If the above-mentioned conditions happen in user-space, the kernel sends a
`Segmentation Fault` (SIGSEGV) signal to the current thread. That signal usually
causes the termination of the thread and of the process it belongs to.
This document is going to simplify and show an high altitude view of how the
Linux kernel handles these page faults, creates tables and tables' entries,
check if memory is present and, if not, requests to load data from persistent
storage or from other devices, and updates the MMU and its caches.
The first steps are architecture dependent. Most architectures jump to
`do_page_fault()`, whereas the x86 interrupt handler is defined by the
`DEFINE_IDTENTRY_RAW_ERRORCODE()` macro which calls `handle_page_fault()`.
Whatever the routes, all architectures end up to the invocation of
`handle_mm_fault()` which, in turn, (likely) ends up calling
`__handle_mm_fault()` to carry out the actual work of allocating the page
tables.
The unfortunate case of not being able to call `__handle_mm_fault()` means
that the virtual address is pointing to areas of physical memory which are not
permitted to be accessed (at least from the current context). This
condition resolves to the kernel sending the above-mentioned SIGSEGV signal
to the process and leads to the consequences already explained.
`__handle_mm_fault()` carries out its work by calling several functions to
find the entry's offsets of the upper layers of the page tables and allocate
the tables that it may need.
The functions that look for the offset have names like `*_offset()`, where the
"*" is for pgd, p4d, pud, pmd, pte; instead the functions to allocate the
corresponding tables, layer by layer, are called `*_alloc`, using the
above-mentioned convention to name them after the corresponding types of tables
in the hierarchy.
The page table walk may end at one of the middle or upper layers (PMD, PUD).
Linux supports larger page sizes than the usual 4KB (i.e., the so called
`huge pages`). When using these kinds of larger pages, higher level pages can
directly map them, with no need to use lower level page entries (PTE). Huge
pages contain large contiguous physical regions that usually span from 2MB to
1GB. They are respectively mapped by the PMD and PUD page entries.
The huge pages bring with them several benefits like reduced TLB pressure,
reduced page table overhead, memory allocation efficiency, and performance
improvement for certain workloads. However, these benefits come with
trade-offs, like wasted memory and allocation challenges.
At the very end of the walk with allocations, if it didn't return errors,
`__handle_mm_fault()` finally calls `handle_pte_fault()`, which via `do_fault()`
performs one of `do_read_fault()`, `do_cow_fault()`, `do_shared_fault()`.

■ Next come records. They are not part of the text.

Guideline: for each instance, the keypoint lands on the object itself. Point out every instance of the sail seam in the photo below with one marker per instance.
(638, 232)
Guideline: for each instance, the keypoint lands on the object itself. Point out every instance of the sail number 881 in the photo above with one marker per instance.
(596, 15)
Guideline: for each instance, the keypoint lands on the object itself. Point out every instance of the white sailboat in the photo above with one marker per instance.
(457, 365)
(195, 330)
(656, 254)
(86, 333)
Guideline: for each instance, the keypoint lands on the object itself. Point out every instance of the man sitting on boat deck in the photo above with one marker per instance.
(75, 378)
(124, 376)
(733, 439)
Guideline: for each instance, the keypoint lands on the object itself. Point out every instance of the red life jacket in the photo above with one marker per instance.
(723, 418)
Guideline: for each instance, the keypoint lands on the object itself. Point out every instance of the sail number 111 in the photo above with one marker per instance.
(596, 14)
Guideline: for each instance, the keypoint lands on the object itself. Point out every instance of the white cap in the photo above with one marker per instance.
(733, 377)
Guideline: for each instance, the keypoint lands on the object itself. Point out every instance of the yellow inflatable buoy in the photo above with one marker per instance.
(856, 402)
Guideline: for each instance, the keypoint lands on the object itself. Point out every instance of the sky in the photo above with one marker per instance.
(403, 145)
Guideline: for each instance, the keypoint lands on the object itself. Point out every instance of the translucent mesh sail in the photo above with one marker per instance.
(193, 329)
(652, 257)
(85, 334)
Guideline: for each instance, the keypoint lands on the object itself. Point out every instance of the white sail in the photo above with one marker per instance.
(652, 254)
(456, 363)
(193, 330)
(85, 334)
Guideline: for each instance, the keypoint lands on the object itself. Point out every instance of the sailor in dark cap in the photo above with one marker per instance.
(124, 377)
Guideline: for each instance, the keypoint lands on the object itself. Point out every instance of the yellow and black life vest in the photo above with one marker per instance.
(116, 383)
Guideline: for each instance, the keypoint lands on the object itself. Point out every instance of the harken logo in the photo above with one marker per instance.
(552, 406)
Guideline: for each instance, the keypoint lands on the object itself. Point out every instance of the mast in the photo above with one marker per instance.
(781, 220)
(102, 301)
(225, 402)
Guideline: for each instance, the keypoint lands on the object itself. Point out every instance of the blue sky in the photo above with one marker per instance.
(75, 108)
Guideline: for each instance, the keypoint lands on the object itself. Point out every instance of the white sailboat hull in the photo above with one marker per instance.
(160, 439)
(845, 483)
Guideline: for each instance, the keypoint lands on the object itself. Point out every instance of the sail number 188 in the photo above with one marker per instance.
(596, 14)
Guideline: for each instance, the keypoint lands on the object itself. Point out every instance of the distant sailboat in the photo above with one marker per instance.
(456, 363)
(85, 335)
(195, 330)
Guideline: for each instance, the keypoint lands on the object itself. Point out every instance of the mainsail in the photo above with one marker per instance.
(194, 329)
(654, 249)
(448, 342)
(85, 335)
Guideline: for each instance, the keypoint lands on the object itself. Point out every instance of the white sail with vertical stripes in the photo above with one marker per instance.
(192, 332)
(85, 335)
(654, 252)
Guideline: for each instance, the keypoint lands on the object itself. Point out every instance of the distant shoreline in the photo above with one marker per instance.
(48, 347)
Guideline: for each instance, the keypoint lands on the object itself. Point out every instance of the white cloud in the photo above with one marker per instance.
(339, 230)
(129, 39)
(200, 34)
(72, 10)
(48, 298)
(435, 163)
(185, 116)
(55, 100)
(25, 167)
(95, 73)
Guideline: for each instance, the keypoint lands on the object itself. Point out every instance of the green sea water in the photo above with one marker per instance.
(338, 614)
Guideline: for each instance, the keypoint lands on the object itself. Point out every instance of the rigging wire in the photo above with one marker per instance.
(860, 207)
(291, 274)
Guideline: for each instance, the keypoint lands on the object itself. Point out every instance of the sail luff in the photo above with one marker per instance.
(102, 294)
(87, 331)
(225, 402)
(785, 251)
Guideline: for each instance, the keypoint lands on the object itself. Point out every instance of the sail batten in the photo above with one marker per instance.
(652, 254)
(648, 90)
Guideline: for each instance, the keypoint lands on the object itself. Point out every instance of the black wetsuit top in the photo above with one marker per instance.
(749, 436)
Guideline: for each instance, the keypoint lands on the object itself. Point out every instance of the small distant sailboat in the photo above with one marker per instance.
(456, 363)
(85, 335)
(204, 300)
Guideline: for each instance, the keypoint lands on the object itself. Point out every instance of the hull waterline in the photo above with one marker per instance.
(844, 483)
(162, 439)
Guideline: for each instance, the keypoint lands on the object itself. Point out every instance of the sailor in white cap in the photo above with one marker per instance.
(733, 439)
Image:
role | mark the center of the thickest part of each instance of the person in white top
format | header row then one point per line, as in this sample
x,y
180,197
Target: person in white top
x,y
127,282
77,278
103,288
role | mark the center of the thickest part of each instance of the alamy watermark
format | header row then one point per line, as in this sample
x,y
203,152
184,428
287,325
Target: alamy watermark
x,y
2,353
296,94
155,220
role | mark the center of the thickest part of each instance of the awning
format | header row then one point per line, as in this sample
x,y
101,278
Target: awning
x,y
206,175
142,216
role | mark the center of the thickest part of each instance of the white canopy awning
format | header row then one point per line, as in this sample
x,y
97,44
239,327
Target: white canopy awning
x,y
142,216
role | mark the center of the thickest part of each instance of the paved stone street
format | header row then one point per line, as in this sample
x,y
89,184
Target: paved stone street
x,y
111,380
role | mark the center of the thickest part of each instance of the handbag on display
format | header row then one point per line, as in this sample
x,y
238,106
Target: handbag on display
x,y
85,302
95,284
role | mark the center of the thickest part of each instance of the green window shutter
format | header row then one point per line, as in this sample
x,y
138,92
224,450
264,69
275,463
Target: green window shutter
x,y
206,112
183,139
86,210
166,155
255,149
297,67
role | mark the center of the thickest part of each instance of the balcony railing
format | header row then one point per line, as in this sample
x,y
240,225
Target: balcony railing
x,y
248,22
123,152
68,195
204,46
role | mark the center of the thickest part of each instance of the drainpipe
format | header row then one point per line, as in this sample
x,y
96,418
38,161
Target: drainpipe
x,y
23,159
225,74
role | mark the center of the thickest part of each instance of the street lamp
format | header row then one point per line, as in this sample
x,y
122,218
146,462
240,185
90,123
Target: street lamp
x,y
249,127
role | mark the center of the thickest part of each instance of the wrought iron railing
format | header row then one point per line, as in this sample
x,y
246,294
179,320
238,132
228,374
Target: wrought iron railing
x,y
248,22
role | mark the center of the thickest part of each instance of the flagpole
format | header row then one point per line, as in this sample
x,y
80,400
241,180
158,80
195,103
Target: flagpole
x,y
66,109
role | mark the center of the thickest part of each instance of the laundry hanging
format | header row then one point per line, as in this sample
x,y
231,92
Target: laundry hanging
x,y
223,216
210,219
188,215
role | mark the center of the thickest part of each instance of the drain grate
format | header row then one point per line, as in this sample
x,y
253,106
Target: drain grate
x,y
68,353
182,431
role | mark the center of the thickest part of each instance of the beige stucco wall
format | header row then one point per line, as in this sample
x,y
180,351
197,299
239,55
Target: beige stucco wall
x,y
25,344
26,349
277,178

"read", "cow", "shared" give hints about the reasons and the kind of fault it's
handling.
The actual implementation of the workflow is very complex. Its design allows
Linux to handle page faults in a way that is tailored to the specific
characteristics of each architecture, while still sharing a common overall
structure.
To conclude this high altitude view of how Linux handles page faults, let's
add that the page faults handler can be disabled and enabled respectively with
`pagefault_disable()` and `pagefault_enable()`.
Several code path make use of the latter two functions because they need to
disable traps into the page faults handler, mostly to prevent deadlocks.